Ed Racoose clicked aimlessly on the computer, the glare of the screen making him rub his eyes vigorously. What was he doing? He should probably shut this thing off. It wasn't like he was doing anything useful. He always felt somehow lethargic when he spent whole evenings on the internet, browsing. The chair creaked as he stretched in it, his gangly frame sprawling endlessly. He pushed back the keyboard tray and let out a cry as the shutdown music blared out. Argh! He always forgot to turn it down after playing his loud music. Well, it wasn't that loud. Only his parents thought so. He wished he could get sound proof walls and then he could blast out his eardrums if he so wanted. Forget the walls; more like he wished he could move out of this place. It was suffocating him.

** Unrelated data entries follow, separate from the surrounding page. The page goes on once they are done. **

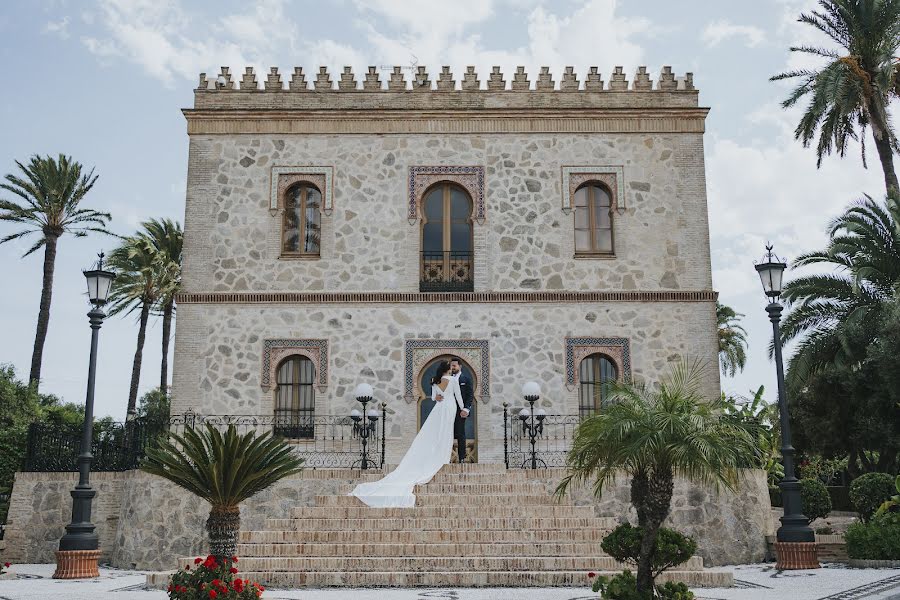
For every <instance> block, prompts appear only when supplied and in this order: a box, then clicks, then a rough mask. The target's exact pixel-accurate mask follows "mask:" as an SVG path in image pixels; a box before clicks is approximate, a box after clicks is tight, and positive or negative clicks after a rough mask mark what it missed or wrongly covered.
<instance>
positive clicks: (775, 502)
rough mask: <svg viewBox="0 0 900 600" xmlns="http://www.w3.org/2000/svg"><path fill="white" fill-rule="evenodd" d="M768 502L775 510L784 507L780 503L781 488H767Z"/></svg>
mask: <svg viewBox="0 0 900 600" xmlns="http://www.w3.org/2000/svg"><path fill="white" fill-rule="evenodd" d="M769 502H770V503H771V504H772V506H773V507H775V508H780V507H781V506H784V503H783V502H782V501H781V488H780V487H778V486H777V485H770V486H769Z"/></svg>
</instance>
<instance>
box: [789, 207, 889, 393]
mask: <svg viewBox="0 0 900 600" xmlns="http://www.w3.org/2000/svg"><path fill="white" fill-rule="evenodd" d="M828 235H829V237H830V240H829V243H828V246H827V247H826V248H825V249H824V250H821V251H817V252H810V253H808V254H804V255H801V256H799V257H798V258H797V259H796V260H795V261H794V263H793V264H792V265H791V268H792V269H797V268H801V267H806V266H826V267H830V268H831V269H832V272H831V273H824V274H814V275H806V276H802V277H798V278H796V279H794V280H792V281H790V282H788V283H787V284H786V285H785V286H784V293H783V295H782V296H783V298H784V299H785V301H786V302H787V304H788V306H789V312H788V314H787V316H786V317H785V319H784V322H783V324H782V328H781V333H782V340H783V341H784V342H788V341H790V340H794V339H796V340H797V346H796V351H795V352H794V354H793V355H792V357H791V359H790V360H789V361H788V372H787V379H788V383H789V385H791V386H792V387H794V388H797V387H801V386H802V382H803V381H805V380H806V379H807V378H808V377H809V376H810V375H811V374H813V373H816V372H820V371H822V370H823V369H825V368H832V367H844V366H846V367H851V368H852V367H853V366H855V365H857V364H858V363H859V362H860V361H861V360H862V359H863V358H864V357H865V354H866V349H867V348H868V347H869V346H870V345H871V344H872V343H873V342H874V341H875V332H876V331H877V328H876V327H874V324H876V323H878V322H880V321H881V318H882V314H883V312H884V309H885V307H886V306H887V304H888V303H889V302H890V301H891V300H892V299H893V298H894V297H895V294H896V291H897V287H898V285H900V201H898V199H897V198H896V197H892V196H888V197H887V198H886V200H885V202H884V203H883V204H882V203H878V202H875V201H874V200H872V198H870V197H868V196H866V197H865V198H864V199H863V200H859V201H857V202H856V203H854V204H852V205H850V207H849V208H847V209H846V211H845V212H844V213H843V214H842V215H841V216H839V217H838V218H836V219H834V220H833V221H832V222H831V224H830V225H829V226H828Z"/></svg>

It was odd though. You would think moving out would mean he was up for bigger, better things; change; excitement; a new life. Yet it was pretty much the opposite. Although sometimes he hated his daily routine, still he couldn't bring himself to break the monotony. It was too easy. He'd tried doing other things like going to the gym or getting together with the few mates he had for evenings out but he'd never really stuck at it; never really been that excited about it all. He'd just petered out after a while and slipped back into the old ways. Well, he preferred his own company anyway. At least you could rely on yourself. Mostly. He didn't have to fake smiles or pretend to be energetic. Just the same old thing: get up, go to college, get home, endure his dad's rants, recluse to his room, do a bit of work, spend the rest of the evening on the  computer and then go to bed. And if it wasn't a weekend, he'd just do the same thing without the college part. He wasn't surprised people called him Racoose Recluse.

But he liked how life was predictable: no surprises. He realised the double meaning in that and his light reflecting was overshadowed by those dark moments, hovering like a bird of prey; like an undone task at the back of your mind; that sickening feeling when you remember something impending you've got to tackle; something awful you don't know how to go about solving. The guilt flooded in, percoluting in his mind and paralysing it with fear; all those times he could have stopped things happening. The girl in the lake. That punchup outside the pub. He'd practically been there and yet he let the events float on by because no one would be the wiser. And the worst thing was, there wasn't anyone who would believe him unless he confessed to that.

He closed his eyes; as if that would shut out the shame. He sighed, suddenly not hungry and then slowly changed for bed. He was desperately tired - there was no end of comments about his 'pale face' or the 'bags under his eyes'. Mum nagged at him about booking a doctor's appointment for insomnia. Or perhaps how he was always depressed about real life, she'd added. The irony. Even the thought of sleep disturbed him like it did every night - reality was catching him up again.